Git Mailing List Archive on lore.kernel.org
 help / color / Atom feed
From: Jeff King <peff@peff.net>
To: git@vger.kernel.org
Subject: [PATCH 0/9] saner xdiff hunk callbacks
Date: Fri, 2 Nov 2018 02:31:56 -0400
Message-ID: <20181102063156.GA30252@sigill.intra.peff.net> (raw)

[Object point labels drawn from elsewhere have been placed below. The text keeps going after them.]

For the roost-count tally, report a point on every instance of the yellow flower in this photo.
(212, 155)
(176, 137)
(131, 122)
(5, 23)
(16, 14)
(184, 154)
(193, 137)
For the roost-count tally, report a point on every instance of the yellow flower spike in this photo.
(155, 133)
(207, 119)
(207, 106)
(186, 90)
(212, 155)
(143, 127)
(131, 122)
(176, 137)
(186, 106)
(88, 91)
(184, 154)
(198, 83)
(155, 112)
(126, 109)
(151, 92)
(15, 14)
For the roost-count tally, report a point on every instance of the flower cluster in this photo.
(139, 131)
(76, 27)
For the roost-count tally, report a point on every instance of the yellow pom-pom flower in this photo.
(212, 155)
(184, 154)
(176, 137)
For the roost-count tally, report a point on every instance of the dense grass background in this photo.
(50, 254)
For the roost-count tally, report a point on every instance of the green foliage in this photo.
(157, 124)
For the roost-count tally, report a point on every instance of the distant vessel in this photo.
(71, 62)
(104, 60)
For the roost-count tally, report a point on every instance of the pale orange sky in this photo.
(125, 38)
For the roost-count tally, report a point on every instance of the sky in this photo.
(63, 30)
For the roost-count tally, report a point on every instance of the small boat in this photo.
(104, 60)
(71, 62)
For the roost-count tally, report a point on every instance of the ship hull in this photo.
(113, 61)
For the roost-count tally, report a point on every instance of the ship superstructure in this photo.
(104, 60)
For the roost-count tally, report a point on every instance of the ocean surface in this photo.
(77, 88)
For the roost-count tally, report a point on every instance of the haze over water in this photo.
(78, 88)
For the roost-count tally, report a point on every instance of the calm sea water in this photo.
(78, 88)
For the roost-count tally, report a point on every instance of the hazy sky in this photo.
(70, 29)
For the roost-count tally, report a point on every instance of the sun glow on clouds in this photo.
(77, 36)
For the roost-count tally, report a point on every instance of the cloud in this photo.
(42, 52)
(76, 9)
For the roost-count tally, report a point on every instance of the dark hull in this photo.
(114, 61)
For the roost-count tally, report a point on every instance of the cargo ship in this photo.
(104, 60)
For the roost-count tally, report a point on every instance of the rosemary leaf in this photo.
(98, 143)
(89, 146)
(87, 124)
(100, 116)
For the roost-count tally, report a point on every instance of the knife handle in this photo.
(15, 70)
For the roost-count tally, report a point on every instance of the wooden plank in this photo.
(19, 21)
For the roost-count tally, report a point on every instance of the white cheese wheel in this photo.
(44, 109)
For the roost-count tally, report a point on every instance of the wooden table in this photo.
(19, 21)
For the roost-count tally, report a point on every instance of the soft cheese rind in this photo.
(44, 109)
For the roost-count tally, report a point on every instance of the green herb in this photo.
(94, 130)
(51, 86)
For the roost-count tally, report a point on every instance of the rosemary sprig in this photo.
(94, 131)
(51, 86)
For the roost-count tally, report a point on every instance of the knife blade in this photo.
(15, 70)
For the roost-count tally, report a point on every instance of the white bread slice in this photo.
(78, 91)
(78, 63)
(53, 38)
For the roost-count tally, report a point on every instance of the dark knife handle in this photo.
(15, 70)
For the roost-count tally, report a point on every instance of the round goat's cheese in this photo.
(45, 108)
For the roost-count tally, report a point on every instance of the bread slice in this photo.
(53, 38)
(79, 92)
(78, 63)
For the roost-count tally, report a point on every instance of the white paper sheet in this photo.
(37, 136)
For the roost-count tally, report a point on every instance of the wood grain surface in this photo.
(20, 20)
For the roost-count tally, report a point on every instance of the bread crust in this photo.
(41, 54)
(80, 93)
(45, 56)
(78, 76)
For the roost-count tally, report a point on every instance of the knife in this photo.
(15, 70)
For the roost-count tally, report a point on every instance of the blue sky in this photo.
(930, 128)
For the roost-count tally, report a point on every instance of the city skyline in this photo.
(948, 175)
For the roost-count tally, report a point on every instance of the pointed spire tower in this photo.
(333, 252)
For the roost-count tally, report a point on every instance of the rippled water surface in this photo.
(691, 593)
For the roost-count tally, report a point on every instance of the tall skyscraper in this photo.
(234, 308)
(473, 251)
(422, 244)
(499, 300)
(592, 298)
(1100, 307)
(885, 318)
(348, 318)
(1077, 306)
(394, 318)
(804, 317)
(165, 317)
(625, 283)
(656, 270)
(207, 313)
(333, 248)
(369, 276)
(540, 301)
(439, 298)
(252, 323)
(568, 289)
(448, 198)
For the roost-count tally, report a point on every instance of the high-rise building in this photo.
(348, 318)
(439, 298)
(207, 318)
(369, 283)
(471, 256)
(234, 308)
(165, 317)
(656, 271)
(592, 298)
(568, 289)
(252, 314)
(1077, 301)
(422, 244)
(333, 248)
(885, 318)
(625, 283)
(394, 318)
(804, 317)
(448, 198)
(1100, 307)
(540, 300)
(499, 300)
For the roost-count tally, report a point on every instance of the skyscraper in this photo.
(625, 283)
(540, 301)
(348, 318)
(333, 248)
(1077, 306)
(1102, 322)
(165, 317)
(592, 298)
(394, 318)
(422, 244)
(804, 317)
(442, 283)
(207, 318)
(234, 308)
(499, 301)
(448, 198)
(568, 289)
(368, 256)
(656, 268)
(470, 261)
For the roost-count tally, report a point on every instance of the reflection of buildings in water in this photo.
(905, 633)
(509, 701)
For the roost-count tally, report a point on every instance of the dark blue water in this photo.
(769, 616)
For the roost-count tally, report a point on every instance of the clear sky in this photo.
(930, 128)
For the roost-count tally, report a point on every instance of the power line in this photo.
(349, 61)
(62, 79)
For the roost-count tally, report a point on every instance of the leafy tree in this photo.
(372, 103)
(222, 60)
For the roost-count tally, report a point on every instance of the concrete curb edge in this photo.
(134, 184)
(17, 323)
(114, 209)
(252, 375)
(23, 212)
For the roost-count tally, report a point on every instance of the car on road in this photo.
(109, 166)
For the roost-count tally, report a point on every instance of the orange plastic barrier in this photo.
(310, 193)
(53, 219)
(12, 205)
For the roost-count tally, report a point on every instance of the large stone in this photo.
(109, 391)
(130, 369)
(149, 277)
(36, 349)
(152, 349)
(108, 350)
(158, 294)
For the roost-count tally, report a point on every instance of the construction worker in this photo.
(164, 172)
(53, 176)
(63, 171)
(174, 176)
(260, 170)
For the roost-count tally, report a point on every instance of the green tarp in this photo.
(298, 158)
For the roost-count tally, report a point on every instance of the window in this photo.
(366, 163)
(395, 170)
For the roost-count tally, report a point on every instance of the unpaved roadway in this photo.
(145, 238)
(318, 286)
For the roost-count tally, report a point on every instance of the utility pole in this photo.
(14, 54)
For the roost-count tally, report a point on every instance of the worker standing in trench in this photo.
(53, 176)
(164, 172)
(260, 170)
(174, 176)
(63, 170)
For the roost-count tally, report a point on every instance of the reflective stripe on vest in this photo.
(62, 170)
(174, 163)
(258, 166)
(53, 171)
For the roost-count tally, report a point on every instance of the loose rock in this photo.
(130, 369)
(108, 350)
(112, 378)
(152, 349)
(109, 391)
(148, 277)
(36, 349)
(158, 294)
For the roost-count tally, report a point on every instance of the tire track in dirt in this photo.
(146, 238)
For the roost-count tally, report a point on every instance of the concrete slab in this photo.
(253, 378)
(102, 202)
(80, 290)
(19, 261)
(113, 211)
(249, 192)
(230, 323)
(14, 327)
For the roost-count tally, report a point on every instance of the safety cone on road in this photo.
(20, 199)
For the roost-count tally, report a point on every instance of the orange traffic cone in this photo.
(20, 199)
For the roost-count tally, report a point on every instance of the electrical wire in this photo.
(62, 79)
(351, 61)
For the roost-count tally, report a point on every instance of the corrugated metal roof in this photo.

As part of my -Wunused-parameter hunt, I noticed that parse_hunk_header()
can read out-of-bounds in the array it is given. But it turns out not to
be a big problem because we only ever use it to parse lines that xdiff
has just generated.

This is fixable, and I'll show my patch to do so at the end of this
email. But it seems rather silly that we have xdiff generate a string
just so that we can parse it from within the same process. So instead I
improved the xdiff interface to pass the actual integers out, made use
of it as appropriate, and then in the final patch we can just drop the
buggy function entirely.

So that's this series, which I think is the better fix:

  [1/9]: xdiff: provide a separate emit callback for hunks
  [2/9]: xdiff-interface: provide a separate consume callback for hunks
  [3/9]: diff: avoid generating unused hunk header lines
  [4/9]: diff: discard hunk headers for patch-ids earlier
  [5/9]: diff: use hunk callback for word-diff
  [6/9]: combine-diff: use an xdiff hunk callback
  [7/9]: diff: convert --check to use a hunk callback
  [8/9]: range-diff: use a hunk callback
  [9/9]: xdiff-interface: drop parse_hunk_header()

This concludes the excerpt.